Curran Hatleberg has been living in some very rarified
photographic air. Over the past couple of years, he has produced a large body
of photographs of working class to poor Americans in parts of the country who
have been forgotten and overlooked of late. People that in 2016, reached out
with a terrible fury at that oversight, to vote in ways that political prognosticators
had missed. Hatleberg’s vision of this world is of a distinct insider, whose
presence in the work is almost invisible. The viewer is let in as an intimate
participator in these lives, as is often not true with the emotional distance
of reportage, which often comes across as exploitive. Hatleberg creates an experience
that especially of late has grown more and more other worldly. Here buildings are
destroyed by an unseen natural disaster and inhabited by a small child holding
a snake, as if readying to rebuild. Men in a junkyard go about their business
of digging a car-sized grave. Even more jarring, a family outing at a park is
ground to a sudden halt by a woman’s gaze acknowledging the camera, suddenly
stripping us of our anonymity and making us painfully aware that we are viewing
all this from a posh Upper East Side gallery. These perspective-shifting
moments are given even more weight by the subtler pictures, like one of a snake
cutting through some lush rust-colored water or another of the bright dots of
color mimicking the packaging of Wonder Bread on the door of what could be a
condemned building or one of the child rapturously grasping at and the flickering
light that surrounds him.
Hatleberg is one of the most exciting young photographers
going, and his work is endlessly impressive.

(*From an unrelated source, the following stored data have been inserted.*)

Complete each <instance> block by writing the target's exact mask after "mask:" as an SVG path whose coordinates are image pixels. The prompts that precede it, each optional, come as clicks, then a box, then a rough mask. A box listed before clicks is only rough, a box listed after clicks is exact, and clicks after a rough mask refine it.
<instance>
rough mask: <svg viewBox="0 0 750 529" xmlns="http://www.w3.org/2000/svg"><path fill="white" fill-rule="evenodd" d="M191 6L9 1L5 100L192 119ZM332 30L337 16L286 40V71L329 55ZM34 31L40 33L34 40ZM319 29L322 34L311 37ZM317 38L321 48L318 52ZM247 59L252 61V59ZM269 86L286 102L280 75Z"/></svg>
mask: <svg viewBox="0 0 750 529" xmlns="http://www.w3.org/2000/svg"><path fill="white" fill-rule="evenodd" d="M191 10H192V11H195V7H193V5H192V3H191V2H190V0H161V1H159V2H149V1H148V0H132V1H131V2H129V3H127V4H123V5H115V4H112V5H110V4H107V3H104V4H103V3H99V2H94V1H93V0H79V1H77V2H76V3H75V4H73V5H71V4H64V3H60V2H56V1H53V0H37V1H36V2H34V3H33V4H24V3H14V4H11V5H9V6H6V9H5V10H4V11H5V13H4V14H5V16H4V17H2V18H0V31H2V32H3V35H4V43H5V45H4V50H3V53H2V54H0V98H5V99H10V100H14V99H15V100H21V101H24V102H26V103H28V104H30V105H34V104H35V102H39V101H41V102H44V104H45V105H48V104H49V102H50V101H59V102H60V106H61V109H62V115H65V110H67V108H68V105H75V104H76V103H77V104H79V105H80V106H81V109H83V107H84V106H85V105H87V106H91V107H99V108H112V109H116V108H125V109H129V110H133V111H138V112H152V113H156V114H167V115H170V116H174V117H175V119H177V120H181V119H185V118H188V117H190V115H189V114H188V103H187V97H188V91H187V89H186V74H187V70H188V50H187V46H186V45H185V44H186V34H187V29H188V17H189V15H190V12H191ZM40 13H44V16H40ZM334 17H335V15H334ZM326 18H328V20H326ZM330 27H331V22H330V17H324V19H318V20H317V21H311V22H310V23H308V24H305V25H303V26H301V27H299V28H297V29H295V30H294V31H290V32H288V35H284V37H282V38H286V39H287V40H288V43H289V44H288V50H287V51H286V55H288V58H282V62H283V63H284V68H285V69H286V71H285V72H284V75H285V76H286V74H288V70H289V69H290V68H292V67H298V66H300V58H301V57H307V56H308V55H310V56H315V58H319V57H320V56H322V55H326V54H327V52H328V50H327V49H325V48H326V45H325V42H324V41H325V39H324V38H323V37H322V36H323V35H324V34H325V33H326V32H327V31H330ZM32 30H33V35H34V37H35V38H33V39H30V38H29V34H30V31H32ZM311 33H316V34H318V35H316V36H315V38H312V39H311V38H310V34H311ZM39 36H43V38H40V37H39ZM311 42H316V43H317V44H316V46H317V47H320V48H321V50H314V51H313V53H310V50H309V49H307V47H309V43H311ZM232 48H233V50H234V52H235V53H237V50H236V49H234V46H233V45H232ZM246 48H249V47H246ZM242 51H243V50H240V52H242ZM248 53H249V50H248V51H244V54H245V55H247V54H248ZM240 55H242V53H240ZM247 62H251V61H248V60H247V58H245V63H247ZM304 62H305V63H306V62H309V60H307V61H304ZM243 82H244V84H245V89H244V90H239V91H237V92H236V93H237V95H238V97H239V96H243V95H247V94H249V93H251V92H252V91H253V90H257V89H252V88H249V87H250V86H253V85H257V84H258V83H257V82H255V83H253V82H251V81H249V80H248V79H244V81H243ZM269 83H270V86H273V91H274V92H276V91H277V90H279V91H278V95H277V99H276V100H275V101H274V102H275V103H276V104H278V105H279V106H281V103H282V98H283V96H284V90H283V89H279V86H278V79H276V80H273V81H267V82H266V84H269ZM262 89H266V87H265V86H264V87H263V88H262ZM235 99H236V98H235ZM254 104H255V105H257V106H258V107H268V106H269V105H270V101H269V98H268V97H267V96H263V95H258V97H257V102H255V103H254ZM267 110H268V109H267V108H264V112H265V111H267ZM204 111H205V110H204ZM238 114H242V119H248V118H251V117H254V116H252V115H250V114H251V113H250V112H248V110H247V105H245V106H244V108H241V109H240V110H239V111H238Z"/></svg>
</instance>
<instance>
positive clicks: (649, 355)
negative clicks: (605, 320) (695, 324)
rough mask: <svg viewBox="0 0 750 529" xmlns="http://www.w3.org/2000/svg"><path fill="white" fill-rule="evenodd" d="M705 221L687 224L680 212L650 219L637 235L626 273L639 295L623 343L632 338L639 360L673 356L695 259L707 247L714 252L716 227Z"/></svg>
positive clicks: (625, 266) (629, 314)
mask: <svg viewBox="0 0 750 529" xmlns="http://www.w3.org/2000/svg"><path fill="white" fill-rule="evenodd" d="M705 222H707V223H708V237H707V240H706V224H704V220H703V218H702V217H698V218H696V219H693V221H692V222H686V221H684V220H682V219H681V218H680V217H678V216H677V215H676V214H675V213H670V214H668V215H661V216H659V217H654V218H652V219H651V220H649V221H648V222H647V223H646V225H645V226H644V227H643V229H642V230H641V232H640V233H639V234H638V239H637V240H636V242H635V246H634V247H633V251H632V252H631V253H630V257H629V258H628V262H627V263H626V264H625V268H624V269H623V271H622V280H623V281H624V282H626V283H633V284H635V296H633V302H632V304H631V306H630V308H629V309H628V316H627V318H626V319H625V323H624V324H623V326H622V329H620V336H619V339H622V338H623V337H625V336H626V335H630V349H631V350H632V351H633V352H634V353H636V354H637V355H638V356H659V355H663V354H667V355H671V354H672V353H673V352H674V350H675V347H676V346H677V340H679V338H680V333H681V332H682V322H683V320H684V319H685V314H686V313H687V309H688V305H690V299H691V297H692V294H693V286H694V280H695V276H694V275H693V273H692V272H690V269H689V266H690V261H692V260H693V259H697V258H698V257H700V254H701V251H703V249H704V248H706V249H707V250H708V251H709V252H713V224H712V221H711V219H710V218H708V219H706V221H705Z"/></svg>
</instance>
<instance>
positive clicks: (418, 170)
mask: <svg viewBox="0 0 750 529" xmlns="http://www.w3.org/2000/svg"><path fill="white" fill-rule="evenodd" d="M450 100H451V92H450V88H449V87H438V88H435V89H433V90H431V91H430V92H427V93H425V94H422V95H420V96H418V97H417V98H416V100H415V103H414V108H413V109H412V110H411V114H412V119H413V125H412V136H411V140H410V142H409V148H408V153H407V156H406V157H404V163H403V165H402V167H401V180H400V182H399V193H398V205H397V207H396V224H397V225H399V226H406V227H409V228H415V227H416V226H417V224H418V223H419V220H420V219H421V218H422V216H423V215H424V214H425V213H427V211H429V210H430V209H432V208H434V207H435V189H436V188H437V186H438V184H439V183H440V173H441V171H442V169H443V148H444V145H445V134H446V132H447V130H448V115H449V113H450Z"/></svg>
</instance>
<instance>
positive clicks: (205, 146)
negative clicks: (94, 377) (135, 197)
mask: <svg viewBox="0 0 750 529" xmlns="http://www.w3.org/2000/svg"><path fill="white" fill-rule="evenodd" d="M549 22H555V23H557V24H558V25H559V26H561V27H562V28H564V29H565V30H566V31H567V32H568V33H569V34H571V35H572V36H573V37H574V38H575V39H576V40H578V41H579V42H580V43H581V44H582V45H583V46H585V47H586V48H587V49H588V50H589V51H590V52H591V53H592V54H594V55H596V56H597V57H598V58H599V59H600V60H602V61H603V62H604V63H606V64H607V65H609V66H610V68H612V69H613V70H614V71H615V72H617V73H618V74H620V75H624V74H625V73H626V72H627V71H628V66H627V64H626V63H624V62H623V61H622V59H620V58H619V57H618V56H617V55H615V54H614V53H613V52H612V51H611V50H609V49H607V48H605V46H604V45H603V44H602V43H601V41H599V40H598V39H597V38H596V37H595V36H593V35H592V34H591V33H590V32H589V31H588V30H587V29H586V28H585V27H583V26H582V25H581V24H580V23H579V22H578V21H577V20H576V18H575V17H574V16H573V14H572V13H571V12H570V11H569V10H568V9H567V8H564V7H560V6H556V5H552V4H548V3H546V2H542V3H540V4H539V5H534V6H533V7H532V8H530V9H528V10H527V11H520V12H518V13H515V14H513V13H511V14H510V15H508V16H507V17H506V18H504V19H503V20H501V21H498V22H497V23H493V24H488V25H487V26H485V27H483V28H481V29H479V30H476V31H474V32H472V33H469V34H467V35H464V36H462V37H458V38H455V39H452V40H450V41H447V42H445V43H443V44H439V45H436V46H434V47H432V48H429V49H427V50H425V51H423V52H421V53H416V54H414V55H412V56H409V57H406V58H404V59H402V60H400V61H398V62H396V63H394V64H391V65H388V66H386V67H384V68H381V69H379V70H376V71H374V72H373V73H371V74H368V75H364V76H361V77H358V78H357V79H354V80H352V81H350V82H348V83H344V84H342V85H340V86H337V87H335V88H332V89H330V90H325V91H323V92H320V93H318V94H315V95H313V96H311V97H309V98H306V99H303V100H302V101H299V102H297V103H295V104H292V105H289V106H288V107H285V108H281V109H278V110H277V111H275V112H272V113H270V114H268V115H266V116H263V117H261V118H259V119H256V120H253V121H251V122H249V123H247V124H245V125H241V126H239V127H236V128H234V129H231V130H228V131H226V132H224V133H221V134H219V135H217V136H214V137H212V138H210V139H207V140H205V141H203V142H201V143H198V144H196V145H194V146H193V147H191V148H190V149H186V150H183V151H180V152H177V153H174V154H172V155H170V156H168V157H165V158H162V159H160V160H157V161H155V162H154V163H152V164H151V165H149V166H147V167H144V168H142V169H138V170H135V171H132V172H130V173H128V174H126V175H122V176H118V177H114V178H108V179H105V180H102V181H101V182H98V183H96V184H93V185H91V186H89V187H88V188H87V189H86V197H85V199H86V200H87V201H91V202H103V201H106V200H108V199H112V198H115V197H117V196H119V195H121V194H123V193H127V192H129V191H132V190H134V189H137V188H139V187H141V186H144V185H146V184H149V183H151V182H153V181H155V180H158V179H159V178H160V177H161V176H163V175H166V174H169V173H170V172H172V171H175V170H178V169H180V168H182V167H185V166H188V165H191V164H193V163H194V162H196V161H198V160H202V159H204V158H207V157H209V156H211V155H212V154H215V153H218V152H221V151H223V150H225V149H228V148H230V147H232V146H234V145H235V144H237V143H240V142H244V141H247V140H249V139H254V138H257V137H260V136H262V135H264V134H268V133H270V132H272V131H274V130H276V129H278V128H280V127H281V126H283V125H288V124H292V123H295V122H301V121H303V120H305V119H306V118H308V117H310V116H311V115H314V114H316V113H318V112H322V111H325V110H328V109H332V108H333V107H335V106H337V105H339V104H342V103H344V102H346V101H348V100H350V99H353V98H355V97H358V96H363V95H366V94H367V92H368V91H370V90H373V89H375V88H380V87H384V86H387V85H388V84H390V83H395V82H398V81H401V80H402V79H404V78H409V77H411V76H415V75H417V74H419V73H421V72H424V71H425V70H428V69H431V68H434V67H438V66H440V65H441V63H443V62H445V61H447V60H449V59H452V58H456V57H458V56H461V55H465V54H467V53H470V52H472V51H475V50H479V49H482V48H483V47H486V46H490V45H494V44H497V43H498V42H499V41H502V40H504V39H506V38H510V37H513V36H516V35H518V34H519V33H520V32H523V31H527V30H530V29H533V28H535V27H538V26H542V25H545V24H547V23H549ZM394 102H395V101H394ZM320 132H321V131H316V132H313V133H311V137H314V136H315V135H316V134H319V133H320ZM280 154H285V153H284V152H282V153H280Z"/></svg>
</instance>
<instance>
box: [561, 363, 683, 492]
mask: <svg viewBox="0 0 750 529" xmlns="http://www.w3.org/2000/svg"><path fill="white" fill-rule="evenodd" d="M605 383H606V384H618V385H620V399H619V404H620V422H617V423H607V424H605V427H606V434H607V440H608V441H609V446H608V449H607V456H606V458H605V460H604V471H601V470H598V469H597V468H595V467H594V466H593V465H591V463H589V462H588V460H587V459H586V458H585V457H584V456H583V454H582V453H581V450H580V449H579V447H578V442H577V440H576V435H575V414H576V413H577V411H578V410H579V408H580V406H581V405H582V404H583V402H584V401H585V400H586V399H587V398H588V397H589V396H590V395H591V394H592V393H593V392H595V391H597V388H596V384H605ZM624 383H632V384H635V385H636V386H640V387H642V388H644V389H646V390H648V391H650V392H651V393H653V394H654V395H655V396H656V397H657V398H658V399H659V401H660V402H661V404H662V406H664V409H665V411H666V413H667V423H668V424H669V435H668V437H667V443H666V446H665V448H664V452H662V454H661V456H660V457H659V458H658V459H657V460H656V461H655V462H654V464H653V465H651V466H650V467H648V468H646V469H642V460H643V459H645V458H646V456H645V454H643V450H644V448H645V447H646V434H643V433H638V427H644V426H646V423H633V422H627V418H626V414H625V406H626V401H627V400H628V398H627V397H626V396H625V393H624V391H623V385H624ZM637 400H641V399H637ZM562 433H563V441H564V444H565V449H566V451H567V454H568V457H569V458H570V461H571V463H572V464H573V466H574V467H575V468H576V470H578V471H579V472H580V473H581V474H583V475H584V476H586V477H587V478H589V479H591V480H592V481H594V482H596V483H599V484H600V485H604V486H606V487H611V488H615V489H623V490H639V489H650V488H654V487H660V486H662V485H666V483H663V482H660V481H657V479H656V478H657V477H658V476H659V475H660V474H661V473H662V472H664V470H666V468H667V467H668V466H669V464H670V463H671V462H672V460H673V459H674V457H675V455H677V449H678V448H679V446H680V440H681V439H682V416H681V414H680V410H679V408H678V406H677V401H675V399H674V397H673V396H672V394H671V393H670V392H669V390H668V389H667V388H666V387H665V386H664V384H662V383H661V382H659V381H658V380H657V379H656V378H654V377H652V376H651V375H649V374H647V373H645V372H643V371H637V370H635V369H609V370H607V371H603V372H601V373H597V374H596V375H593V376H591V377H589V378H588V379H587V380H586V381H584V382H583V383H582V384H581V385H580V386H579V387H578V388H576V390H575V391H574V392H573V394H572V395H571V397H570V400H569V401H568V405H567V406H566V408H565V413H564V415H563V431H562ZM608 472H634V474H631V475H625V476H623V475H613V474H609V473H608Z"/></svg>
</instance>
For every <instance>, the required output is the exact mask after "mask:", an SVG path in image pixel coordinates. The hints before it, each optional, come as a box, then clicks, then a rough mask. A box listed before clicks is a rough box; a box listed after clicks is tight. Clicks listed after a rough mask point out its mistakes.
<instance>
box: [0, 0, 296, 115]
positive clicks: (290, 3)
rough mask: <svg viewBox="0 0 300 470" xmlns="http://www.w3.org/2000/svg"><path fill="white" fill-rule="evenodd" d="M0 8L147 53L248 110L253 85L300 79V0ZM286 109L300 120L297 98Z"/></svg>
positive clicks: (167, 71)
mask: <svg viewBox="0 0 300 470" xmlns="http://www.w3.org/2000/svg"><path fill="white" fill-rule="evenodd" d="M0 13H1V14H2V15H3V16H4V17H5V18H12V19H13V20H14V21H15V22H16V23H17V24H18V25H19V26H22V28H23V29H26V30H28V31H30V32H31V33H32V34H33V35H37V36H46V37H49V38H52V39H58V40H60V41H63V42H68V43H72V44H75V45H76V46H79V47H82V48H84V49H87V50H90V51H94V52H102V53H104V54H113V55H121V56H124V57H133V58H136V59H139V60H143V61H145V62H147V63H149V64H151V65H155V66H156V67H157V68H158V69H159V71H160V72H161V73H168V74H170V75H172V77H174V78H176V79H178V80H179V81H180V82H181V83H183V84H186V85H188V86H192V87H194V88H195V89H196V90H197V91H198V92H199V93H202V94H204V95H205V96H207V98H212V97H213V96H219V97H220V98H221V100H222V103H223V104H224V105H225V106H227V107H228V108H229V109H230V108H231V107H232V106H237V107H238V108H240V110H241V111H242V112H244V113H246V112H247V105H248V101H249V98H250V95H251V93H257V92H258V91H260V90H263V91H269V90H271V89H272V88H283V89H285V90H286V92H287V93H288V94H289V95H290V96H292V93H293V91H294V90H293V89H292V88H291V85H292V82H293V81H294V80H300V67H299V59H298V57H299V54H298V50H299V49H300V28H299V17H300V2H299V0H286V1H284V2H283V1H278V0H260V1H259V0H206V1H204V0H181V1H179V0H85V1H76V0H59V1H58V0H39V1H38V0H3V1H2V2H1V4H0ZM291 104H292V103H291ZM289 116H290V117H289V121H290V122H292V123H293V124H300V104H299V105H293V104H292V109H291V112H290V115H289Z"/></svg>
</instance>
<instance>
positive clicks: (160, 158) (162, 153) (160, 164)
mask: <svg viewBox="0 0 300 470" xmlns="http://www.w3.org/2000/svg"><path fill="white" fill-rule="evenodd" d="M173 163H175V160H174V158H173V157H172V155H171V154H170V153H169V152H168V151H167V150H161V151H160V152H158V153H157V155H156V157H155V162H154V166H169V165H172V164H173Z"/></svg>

His art is developing at a rapid
pace. His last show at Higher Pictures was fantastic but at times felt a little
too subtle, where we were only getting the details that built this life without
any of the greater narrative. In this new work, by contrast, the narratives are
so arresting that they might even be sneaking into being stage managed. The clarity
is so pronounced that, in the best of ways, it feels too good to be true, putting
a wrinkle into the work that makes it all the more conceptually complex. My
only reservations about the current show are that some of the repetitive pictures
that give a glimpse into how the artist is composing this world and conceptually
addressing the act of storytelling are not as nearly as interesting as simply
having more images of the world Hatleberg has been able to conjure.